O que se observa, ratificando observações anteriores, é que os trabalhos referentes a catadores de materiais recicláveis, de forma geral, retratam a constituição de grupos, os aspectos identitários e apreensões simbólicas e representacionais de uma camada de trabalhadores diversos que se organizam predominantemente em coletivos de trabalho. As ênfases, de certo modo, enlaçam importantes questões e contextualizam este sujeito histórico, político, programático, reflexivo, associativo, dinâmico, que se aglutina a partir de problemáticas concretas e localizadas territorialmente, nos lugares em que vivem. Não obstante, alguns trabalhos referendam percepções individuais e mecanismos de consumo de determinados sujeitos, em suas práticas de trabalho e luta por visibilidade social (MIURA, 2004; ALVES, 2015).

Por nossa parte, cabe considerar a necessidade de aprofundar a ideia do ator social catador na perspectiva do indivíduo em suas trajetórias, experiências e disposições sociais, contribuindo com este importante marco intelectual que dá voz aos sujeitos sociais e elabora uma percepção refinada das configurações sociais matizadas pelas relações concretas desenvolvidas nas sociedades. A contribuição dos vários enfoques relacionados a um determinado sujeito que se insere na história é de fundamental importância para se perceber a complexidade a qual está envolvido.
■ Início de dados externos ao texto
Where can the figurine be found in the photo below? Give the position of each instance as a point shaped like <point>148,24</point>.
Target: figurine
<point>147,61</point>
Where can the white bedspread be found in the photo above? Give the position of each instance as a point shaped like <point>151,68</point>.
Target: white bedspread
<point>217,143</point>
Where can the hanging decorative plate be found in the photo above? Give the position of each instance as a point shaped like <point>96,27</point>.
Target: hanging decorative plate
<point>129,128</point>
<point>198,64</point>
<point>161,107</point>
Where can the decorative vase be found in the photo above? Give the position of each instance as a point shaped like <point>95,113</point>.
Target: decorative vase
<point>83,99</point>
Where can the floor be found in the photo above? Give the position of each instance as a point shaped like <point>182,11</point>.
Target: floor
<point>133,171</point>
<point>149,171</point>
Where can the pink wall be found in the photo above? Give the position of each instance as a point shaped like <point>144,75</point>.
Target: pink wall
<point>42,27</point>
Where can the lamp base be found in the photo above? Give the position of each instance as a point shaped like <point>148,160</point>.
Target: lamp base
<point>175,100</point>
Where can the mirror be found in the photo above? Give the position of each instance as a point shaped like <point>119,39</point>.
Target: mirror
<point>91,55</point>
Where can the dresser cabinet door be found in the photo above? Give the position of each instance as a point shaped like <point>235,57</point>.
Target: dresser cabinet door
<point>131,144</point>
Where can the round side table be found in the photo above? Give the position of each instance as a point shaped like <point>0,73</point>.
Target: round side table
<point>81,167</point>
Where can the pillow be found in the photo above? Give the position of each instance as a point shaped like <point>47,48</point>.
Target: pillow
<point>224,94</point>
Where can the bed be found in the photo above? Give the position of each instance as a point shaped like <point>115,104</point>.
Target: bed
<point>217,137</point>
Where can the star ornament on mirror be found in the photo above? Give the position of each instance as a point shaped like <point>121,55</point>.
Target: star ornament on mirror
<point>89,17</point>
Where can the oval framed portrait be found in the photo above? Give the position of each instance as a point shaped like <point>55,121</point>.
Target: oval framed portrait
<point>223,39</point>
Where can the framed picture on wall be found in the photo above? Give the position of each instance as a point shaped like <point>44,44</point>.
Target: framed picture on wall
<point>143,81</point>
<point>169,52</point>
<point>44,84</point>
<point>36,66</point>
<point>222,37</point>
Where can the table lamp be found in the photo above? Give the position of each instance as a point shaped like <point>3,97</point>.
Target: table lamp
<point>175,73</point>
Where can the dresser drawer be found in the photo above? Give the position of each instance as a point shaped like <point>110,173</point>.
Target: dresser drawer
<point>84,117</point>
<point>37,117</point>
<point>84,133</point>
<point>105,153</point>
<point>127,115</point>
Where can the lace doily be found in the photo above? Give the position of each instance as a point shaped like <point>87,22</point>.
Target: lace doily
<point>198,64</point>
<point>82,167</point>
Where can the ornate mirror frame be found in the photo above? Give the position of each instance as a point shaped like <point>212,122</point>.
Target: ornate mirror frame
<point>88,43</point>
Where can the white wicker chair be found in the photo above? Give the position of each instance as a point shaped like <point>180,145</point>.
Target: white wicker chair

Nesse sentido, cabe, constantemente, localizá-lo no espaço e no tempo, atualizando abordagens e procurando outros vieses de entendimento.

Este capítulo objetiva estruturar uma relação entre uma problemática de fatores que busca perceber um território urbano e o engajamento do pesquisador em seu ambiente de estudo. Para isso, enlaça o âmbito local como aspecto determinante para pontuar circunstâncias sociais definidas pelas ações sociais estabelecidas por catadores de materiais recicláveis.

Em sua primeira seção, Caminhos que se encontram nas dúvidas e indagações (3.1), aborda a perspectiva da cidade e dos sujeitos concretos que nela atuam. Constitui um debate problematizando o objeto de estudo e enaltecendo a possibilidade de melhor compreendê-lo em suas ações, o que aprofunda o debate quanto às esferas do trabalho e da vida cotidiana dos pesquisados.

Na segunda, Lixo como fenômeno social (3.2), discute o problema do lixo urbano da cidade de Passo Fundo e adentra num debate a respeito das posições e ideias de atores quanto ao gerenciamento e tratamento dos resíduos urbanos na cidade de Passo Fundo.

Já a terceira seção, A pesquisa e suas configurações metodológicas (3.3), elucida os caminhos metodológicos implementados pelo estudo. Dá referências sobre as preocupações epistemológicas e das técnicas utilizadas para compor o trabalho de investigação. Para isso, esclarece as escolhas e definições estabelecidas para os contatos in loco do objeto de estudo, seus principais enfoques, dimensões e etapas estratégicas implementadas na pesquisa.

Enfim, este capítulo foi estruturado, eminentemente, para configurar as problemáticas e indagações do campo de pesquisa, bem como para pautar o enquadramento metodológico das escolhas e etapas que definiram a abordagem da investigação.